Marian Morreale practiced how to stand for the last three months. She is a 94-year-old World War II veteran and her left leg was amputated last year.
But she practiced standing so that she could when the national anthem was sung at the opening game of the Sabres tonight.
She wanted to make a point.
"I think for these young athletes and the salaries they make, they should stand for the national anthem," she said. "But I don't think our president should use that word, SOB."
Wearing a Sabres jersey, she entered the ice at KeyBank Center in a wheelchair, then stood and leaned against her walker as she looked up at the flag, smiling broadly as she sang along during the anthem.
"I won't be able to put my arm across my heart. I'm on one leg, and I have to hang on to my walker," said Morreale, who does not have a prosthetic limb.

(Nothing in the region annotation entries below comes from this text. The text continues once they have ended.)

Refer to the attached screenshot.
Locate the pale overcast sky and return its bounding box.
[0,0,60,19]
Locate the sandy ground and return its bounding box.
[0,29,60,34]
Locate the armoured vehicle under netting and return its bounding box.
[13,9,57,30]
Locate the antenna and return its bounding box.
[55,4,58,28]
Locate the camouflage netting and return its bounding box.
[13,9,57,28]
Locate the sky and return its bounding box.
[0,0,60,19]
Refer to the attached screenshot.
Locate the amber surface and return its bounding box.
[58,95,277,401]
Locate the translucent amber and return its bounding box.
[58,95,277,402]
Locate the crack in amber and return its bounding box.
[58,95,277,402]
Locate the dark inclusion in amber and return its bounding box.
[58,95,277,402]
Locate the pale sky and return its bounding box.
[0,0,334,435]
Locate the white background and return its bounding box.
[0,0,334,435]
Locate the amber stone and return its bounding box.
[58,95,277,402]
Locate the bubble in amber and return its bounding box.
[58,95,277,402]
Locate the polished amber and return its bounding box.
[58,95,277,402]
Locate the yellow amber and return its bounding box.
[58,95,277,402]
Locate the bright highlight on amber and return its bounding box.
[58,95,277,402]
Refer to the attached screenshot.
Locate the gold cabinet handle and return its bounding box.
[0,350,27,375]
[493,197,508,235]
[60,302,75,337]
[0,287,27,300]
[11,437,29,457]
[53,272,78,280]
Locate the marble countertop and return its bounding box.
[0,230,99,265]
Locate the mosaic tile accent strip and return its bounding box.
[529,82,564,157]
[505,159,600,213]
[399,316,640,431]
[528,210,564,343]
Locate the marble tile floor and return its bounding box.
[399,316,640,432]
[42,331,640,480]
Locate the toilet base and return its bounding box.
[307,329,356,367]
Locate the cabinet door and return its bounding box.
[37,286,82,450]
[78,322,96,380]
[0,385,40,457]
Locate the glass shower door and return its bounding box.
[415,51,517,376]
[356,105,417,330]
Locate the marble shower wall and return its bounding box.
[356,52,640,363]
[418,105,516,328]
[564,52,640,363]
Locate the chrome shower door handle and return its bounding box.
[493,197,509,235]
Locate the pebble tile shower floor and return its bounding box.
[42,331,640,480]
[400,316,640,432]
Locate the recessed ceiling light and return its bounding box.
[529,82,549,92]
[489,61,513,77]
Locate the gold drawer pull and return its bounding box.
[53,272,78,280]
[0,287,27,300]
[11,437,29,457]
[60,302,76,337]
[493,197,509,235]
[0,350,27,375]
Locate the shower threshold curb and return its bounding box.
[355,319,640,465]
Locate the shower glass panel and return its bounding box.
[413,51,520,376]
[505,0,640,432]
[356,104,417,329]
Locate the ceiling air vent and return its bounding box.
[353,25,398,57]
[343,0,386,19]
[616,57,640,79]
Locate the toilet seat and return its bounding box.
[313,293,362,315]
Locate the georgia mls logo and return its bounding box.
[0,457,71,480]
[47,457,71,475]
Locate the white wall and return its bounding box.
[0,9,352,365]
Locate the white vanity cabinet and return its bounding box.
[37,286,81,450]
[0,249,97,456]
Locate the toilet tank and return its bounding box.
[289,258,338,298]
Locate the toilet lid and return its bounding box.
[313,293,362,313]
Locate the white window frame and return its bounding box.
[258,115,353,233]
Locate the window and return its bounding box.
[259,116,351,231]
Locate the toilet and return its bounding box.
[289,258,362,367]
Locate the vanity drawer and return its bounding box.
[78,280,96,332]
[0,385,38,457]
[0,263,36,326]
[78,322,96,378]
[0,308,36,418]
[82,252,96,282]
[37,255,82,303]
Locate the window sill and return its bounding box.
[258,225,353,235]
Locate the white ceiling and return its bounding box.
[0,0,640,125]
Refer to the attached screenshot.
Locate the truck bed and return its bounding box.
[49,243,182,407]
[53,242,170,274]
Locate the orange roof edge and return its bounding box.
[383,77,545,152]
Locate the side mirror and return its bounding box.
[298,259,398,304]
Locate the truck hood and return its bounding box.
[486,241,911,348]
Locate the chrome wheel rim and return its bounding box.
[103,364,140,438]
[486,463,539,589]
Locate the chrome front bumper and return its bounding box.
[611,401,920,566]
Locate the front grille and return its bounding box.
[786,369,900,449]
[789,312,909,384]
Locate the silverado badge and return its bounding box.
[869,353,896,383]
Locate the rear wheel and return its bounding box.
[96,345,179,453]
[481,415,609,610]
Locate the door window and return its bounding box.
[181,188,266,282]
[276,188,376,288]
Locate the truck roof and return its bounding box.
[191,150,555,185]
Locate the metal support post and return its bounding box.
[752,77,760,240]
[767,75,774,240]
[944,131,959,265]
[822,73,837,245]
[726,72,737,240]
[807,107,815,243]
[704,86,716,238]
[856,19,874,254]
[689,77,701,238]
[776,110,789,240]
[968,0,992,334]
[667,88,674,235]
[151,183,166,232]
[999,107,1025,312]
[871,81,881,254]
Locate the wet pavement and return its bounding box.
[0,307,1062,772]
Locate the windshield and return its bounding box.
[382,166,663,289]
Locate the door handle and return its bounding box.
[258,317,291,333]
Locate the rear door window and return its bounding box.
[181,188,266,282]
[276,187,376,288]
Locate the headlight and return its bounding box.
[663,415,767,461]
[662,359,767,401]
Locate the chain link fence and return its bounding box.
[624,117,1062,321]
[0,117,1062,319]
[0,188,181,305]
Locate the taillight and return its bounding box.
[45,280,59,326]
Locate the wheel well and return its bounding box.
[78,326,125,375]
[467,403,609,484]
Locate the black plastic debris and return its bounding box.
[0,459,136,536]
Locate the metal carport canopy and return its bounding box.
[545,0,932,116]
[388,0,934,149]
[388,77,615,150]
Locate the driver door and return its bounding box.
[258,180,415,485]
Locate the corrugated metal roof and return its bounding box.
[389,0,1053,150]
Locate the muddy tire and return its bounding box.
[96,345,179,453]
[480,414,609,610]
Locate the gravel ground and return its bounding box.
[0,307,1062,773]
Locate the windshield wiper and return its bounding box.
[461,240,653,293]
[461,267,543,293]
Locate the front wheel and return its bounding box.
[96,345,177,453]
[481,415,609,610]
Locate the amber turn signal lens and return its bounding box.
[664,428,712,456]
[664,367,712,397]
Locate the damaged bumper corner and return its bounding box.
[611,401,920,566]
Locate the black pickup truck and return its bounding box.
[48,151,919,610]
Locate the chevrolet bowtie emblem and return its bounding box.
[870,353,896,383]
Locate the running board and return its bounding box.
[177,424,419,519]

The Coast Guard veteran says she harbors no hard feelings toward the professional football players who are taking a knee when the national anthem is sung, but says the anthem is too sacred to become a forum for political statements.

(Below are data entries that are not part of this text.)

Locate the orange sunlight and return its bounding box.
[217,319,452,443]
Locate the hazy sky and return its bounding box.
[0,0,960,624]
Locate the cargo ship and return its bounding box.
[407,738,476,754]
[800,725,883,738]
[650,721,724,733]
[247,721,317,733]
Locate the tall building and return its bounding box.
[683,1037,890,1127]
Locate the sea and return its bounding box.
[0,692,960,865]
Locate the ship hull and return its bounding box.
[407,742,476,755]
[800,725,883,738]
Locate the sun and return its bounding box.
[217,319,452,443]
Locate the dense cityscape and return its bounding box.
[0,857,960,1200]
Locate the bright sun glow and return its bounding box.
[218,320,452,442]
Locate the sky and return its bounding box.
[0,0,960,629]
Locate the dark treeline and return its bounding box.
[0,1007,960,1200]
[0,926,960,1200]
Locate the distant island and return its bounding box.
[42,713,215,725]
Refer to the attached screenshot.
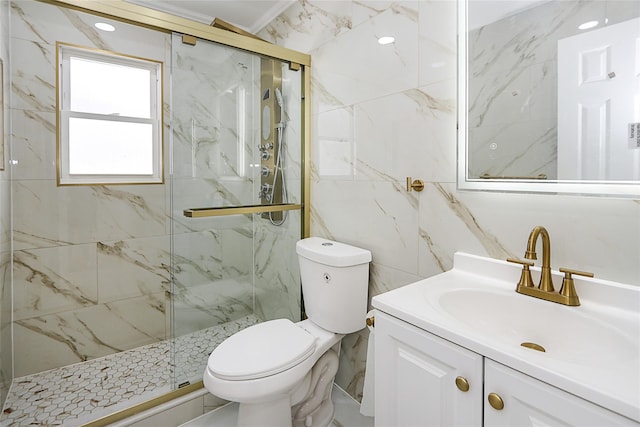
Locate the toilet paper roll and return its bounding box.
[360,310,376,417]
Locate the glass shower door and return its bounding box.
[168,34,302,386]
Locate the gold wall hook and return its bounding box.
[366,316,376,328]
[407,176,424,191]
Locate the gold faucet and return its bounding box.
[507,225,593,306]
[524,225,554,292]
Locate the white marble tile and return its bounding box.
[311,181,418,273]
[368,263,424,309]
[311,107,356,179]
[96,236,171,303]
[9,38,56,112]
[11,0,169,63]
[0,316,259,427]
[254,211,302,321]
[173,227,253,291]
[312,5,419,112]
[14,293,166,376]
[260,0,354,52]
[171,277,254,336]
[419,0,458,86]
[467,119,558,179]
[11,109,56,180]
[13,244,98,320]
[355,82,456,181]
[13,180,168,250]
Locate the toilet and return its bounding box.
[203,237,371,427]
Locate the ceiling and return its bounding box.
[125,0,295,34]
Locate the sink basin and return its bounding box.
[436,288,639,366]
[372,253,640,422]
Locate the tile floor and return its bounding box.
[0,316,259,427]
[180,385,374,427]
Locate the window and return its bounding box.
[57,43,163,185]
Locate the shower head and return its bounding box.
[276,88,284,108]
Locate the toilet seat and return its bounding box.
[207,319,315,381]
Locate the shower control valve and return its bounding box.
[258,191,271,202]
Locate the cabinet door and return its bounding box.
[375,312,482,427]
[484,359,638,427]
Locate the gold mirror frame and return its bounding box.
[456,0,640,198]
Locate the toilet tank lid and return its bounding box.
[296,237,371,267]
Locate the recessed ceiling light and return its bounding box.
[378,36,396,45]
[578,21,598,30]
[95,22,116,31]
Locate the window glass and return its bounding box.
[69,118,153,175]
[69,56,151,119]
[58,43,163,185]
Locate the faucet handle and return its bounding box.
[507,258,534,288]
[560,268,593,306]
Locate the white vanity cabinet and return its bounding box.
[375,311,640,427]
[375,312,482,427]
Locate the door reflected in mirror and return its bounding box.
[458,0,640,195]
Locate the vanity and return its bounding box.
[372,253,640,427]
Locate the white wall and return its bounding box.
[261,0,640,397]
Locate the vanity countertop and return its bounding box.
[372,252,640,422]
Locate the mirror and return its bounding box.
[458,0,640,196]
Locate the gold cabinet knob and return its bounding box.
[487,393,504,411]
[456,377,469,393]
[407,176,424,191]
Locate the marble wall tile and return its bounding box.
[311,181,418,272]
[13,180,168,250]
[172,224,253,291]
[11,0,170,59]
[171,227,255,335]
[355,80,456,181]
[311,5,419,112]
[0,249,13,404]
[260,0,355,52]
[0,1,13,412]
[171,276,254,340]
[11,109,56,181]
[95,236,171,303]
[469,1,640,179]
[311,107,356,180]
[418,0,458,86]
[254,211,302,321]
[13,243,98,321]
[14,293,167,377]
[268,0,640,406]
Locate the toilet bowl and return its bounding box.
[203,237,371,427]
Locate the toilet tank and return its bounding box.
[296,237,371,334]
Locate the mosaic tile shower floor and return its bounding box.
[0,316,260,427]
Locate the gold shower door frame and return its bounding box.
[39,0,311,427]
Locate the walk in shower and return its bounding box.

She became aware of the national debate on taking a knee last year, while watching the news about protests when then-San Francisco 49ers quarterback Colin Kaepernick refused to stand for the national anthem as he called attention to racism and police shootings of unarmed black men.

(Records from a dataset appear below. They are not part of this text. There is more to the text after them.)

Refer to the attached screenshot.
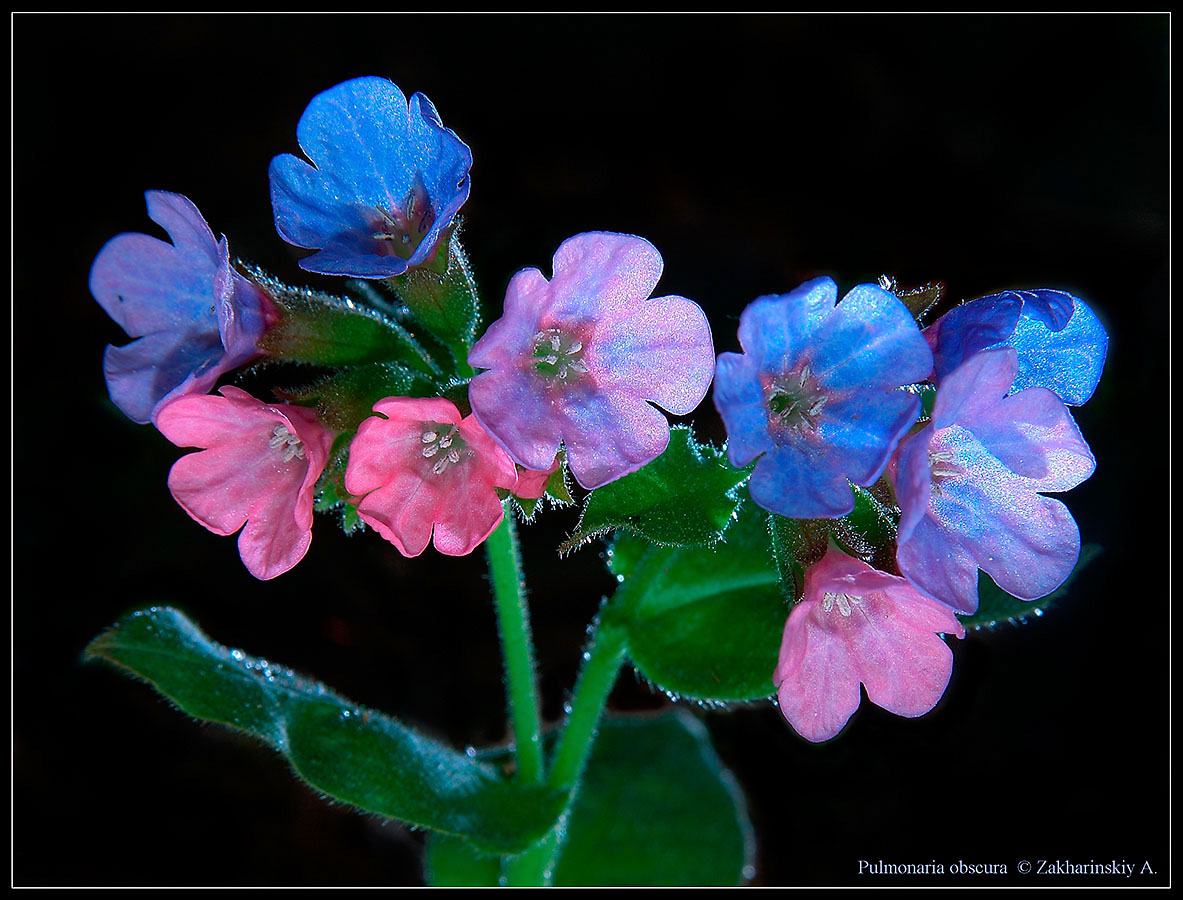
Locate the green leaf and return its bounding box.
[426,711,755,887]
[424,833,502,887]
[555,712,755,887]
[957,544,1101,632]
[85,607,565,853]
[896,281,945,322]
[246,264,439,375]
[383,234,480,375]
[607,531,652,581]
[276,363,437,434]
[603,500,788,702]
[558,426,749,553]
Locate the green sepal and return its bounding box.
[383,234,480,377]
[894,281,945,322]
[769,479,899,602]
[312,434,366,535]
[606,531,652,581]
[426,710,755,887]
[274,363,438,435]
[511,451,575,522]
[957,544,1101,632]
[558,426,749,553]
[85,607,567,854]
[602,500,788,704]
[245,268,439,375]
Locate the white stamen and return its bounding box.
[267,425,304,462]
[821,590,862,617]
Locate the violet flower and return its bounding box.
[345,397,518,556]
[772,545,965,742]
[90,190,274,423]
[715,278,932,519]
[271,77,472,278]
[892,347,1095,613]
[924,290,1108,406]
[156,386,334,580]
[468,232,709,490]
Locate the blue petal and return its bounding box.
[1008,298,1108,406]
[930,289,1108,406]
[739,277,838,375]
[270,77,472,278]
[748,443,854,519]
[932,291,1023,382]
[817,385,927,487]
[807,284,932,393]
[715,354,772,468]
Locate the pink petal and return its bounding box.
[774,548,964,740]
[550,232,662,323]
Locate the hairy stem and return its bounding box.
[485,501,543,783]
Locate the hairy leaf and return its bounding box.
[85,607,565,853]
[560,427,749,552]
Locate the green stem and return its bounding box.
[549,610,626,790]
[502,616,625,887]
[485,504,542,784]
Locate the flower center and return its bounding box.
[267,425,304,462]
[821,590,862,617]
[929,451,965,497]
[419,422,473,475]
[764,365,826,430]
[371,181,435,259]
[531,328,588,384]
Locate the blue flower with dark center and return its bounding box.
[90,190,276,423]
[715,278,932,519]
[924,290,1108,406]
[271,77,472,278]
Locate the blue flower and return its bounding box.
[90,190,274,423]
[891,347,1097,613]
[271,77,472,278]
[715,278,932,519]
[924,290,1108,406]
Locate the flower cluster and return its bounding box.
[91,78,715,578]
[715,278,1107,740]
[90,71,1107,740]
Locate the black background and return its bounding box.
[13,15,1170,886]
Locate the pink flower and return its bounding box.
[468,233,715,490]
[772,546,965,742]
[345,397,517,556]
[156,386,334,580]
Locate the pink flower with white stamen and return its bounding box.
[345,397,517,556]
[468,232,715,490]
[156,386,334,580]
[772,546,965,742]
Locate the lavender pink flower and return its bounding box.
[156,386,334,580]
[772,545,965,742]
[345,397,518,556]
[468,232,715,490]
[892,347,1095,613]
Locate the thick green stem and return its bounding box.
[502,605,625,887]
[549,616,625,790]
[485,509,542,783]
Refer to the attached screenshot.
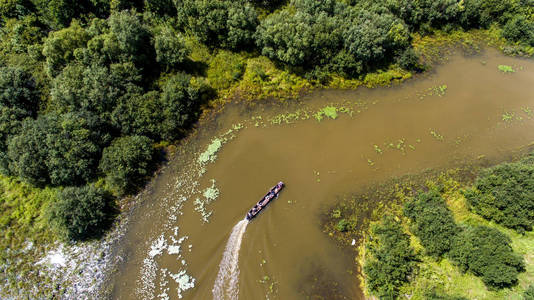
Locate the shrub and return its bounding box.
[154,27,190,68]
[100,136,154,195]
[502,15,534,46]
[449,226,525,288]
[49,185,115,240]
[207,51,245,89]
[523,284,534,300]
[465,162,534,232]
[404,191,459,257]
[363,217,416,299]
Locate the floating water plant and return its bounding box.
[430,129,443,141]
[193,179,219,223]
[502,112,515,122]
[497,65,515,73]
[198,138,222,164]
[374,145,383,154]
[313,106,337,122]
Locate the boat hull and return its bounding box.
[246,181,285,221]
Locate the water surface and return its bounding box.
[113,50,534,299]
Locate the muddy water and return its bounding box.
[113,50,534,299]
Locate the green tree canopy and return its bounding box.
[100,136,154,195]
[449,226,525,288]
[404,190,460,257]
[49,185,116,240]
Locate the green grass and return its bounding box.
[403,176,534,300]
[497,65,515,73]
[0,175,57,298]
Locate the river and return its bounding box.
[108,49,534,299]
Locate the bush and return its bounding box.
[523,284,534,300]
[404,191,459,257]
[49,185,115,240]
[449,226,525,288]
[100,136,154,195]
[465,162,534,232]
[154,27,190,68]
[363,217,416,299]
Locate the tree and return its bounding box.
[46,112,110,185]
[50,63,142,121]
[159,73,206,140]
[363,217,416,299]
[404,191,460,257]
[176,0,258,50]
[49,185,116,240]
[449,226,525,288]
[502,15,534,46]
[100,136,154,195]
[7,117,50,186]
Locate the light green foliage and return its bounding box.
[466,162,534,232]
[154,26,190,69]
[207,50,246,89]
[363,217,416,299]
[449,226,525,288]
[313,106,338,122]
[43,20,89,77]
[0,176,57,295]
[198,138,222,164]
[100,136,155,195]
[497,65,515,73]
[403,191,460,257]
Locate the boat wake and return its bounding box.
[212,219,248,300]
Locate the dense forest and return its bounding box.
[356,155,534,299]
[0,0,534,251]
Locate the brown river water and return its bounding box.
[113,50,534,299]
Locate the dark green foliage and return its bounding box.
[177,0,258,50]
[256,0,409,76]
[425,291,468,300]
[0,67,40,116]
[154,27,191,68]
[50,63,141,119]
[363,217,416,299]
[159,73,205,140]
[145,0,176,16]
[46,113,110,185]
[404,191,459,257]
[502,15,534,46]
[523,284,534,300]
[466,163,534,232]
[100,136,154,194]
[449,226,524,288]
[49,185,115,240]
[7,117,50,186]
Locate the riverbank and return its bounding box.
[1,28,532,297]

After President Trump's profane criticisms and call to fire players who refused to stand for the anthem late last month, players across the NFL started kneeling and linking arms in shows of solidarity during the anthem.
If she could personally address the athletes, she said she would ask them to find a different venue for expressing their feelings.
"I'd just want to hold their hand and say, 'Be a man and stand, and forgive the president.' But I don't blame them for being mad," she said.
Her standing for the anthem was her son's idea. Vincent Morreale Jr., a 23-year Sabres' season ticketholder, said he was impressed by how the team has honored military veterans and approached Sabres officials last year.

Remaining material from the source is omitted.